Pittore e incisore, poeta di satire, filosofo, attore di teatro, musicista, fondatore dell’accademia dei Percossi, interessato alle pratiche di alchimia e di magia e alla stregoneria, sempre teso nel difficile tentativo di far coincidere arte, vita e pensiero; spirito libero e bizzarro, irrequieto e anticonformista. Salvator Rosa fu un artista a tutto tondo e - verosimilmente proprio a causa della sua pittura - fu ignorato o addirittura disprezzato dal suo secolo. Fu solo con la stagione neoclassica che la sua opera cominciò ad incontrare i favori di pubblico e critica, grazie soprattutto al giudizio dell’architetto paesaggista William Kent, secondo cui i giardini inglesi dovevano distinguersi dai giardini all’italiana, dovevano cioè essere irregolari, burrascosi, «degni della matita di Salvator Rosa» (fit for the pencil of Salvator Rosa).
L’arte di Salvator Rosa servì da esempio e ispirazione per i pittori del tempo; le sue opere, infatti, in particolare i paesaggi, rendono con forza la perenne tensione tra uomo e natura, quest’ultima caratterizzata da asperità, irregolarità, potenza soverchiante, così vicina all’idea di Sublime teorizzata da Burke. Così i paesaggi del Rosa, in cui l’uomo non è che una minuscola apparizione in mezzo ad una natura incombente e minacciosa, divennero modello del paesaggio romantico.

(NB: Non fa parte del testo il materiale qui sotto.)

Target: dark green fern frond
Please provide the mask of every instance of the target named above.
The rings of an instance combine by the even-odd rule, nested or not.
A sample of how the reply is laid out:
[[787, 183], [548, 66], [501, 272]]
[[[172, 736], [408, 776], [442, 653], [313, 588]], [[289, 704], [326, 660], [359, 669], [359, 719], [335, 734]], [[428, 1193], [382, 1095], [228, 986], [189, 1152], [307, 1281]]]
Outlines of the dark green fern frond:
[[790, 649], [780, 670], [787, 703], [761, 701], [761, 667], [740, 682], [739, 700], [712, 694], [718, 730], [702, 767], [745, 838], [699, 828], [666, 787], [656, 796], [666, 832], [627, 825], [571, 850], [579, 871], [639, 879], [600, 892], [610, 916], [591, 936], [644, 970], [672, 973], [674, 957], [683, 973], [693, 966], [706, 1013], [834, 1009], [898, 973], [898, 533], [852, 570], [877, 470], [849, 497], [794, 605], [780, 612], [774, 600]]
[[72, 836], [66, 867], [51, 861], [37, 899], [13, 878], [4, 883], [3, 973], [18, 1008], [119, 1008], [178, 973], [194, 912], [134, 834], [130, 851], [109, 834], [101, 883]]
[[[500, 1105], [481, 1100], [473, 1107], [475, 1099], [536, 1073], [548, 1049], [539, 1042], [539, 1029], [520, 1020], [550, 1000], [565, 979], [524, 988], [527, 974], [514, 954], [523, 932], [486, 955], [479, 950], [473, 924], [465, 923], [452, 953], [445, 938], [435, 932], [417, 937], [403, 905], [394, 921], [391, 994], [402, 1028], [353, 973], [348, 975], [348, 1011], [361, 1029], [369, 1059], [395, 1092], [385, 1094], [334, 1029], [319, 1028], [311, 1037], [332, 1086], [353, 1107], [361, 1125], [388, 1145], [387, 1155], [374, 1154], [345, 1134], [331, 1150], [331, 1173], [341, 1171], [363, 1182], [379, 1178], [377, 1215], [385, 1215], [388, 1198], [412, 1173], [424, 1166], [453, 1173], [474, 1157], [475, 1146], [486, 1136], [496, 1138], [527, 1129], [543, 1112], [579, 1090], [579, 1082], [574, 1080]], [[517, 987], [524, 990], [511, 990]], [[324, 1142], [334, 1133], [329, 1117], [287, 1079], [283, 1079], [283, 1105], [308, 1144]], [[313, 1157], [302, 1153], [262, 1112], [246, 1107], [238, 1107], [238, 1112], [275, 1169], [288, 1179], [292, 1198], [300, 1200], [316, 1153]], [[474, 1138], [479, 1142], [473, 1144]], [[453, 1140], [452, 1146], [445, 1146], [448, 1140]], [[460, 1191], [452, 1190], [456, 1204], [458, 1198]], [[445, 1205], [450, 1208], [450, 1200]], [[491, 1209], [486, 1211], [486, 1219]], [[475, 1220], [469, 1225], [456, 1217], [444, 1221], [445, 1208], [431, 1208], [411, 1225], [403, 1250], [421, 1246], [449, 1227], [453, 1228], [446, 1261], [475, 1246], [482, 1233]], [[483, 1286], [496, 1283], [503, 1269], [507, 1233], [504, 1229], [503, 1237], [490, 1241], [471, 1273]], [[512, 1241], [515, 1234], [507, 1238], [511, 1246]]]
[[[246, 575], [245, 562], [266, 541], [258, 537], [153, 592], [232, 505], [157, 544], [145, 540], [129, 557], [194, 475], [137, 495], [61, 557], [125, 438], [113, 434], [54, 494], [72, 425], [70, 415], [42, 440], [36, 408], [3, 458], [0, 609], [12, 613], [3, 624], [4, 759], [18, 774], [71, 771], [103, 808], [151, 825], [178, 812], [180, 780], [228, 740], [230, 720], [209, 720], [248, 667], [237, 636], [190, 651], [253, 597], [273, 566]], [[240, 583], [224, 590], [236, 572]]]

Rispetto al paesaggio classico di Lorrain o di Poussin, basato sui valori di ordine, equilibrio e armonia, quello dell’italiano Salvator Rosa sembra prefigurare sensibilità e suggestioni tipicamente romantiche, per i suoi elementi di forte spettacolarità, nella quale misura ed equilibrio lasciano il posto all’irrompere delle forze di una natura spesso oscura e irrazionale, già evidente nei colori più bruni e terrei e nei più vivi contrasti chiaroscurali rispetto a quelli delle scene bucoliche del paesaggio di matrice ideale.
Il pittore non si ferma alla contemplazione della natura, trascendendo il dato reale con la forza dell’idea, ma la trasfigura drammaticamente, proiettando su di essa la propria inquietudine interiore. La natura di Salvator Rosa si distacca dal dato oggettivo divenendo visione interiore, animata da pathos e da forze misteriose e spesso distruttive. Lo si può vedere nella presenza, in alcune sue opere, di alberi stroncati o seccati, di tronchi nodosi e contorti, di anfratti scoscesi e dirupi, di rocce, lisce o frastagliate, che talora assumono forme umane o animali, oppure tendono a confondersi con i segni della presenza umana (torri, ponti rotti e fortificazioni); oppure negli orizzonti dove si addensano nuvole grigie, pesanti e cumuliformi, messaggere di tempesta.
L’opera, prudentemente attribuita ad un seguace di Salvator Rosa, reca al margine inferiore inciso un monogramma “SR” riscontrabile tra quelli utilizzati dal maestro napoletano nel catalogo delle sue firme.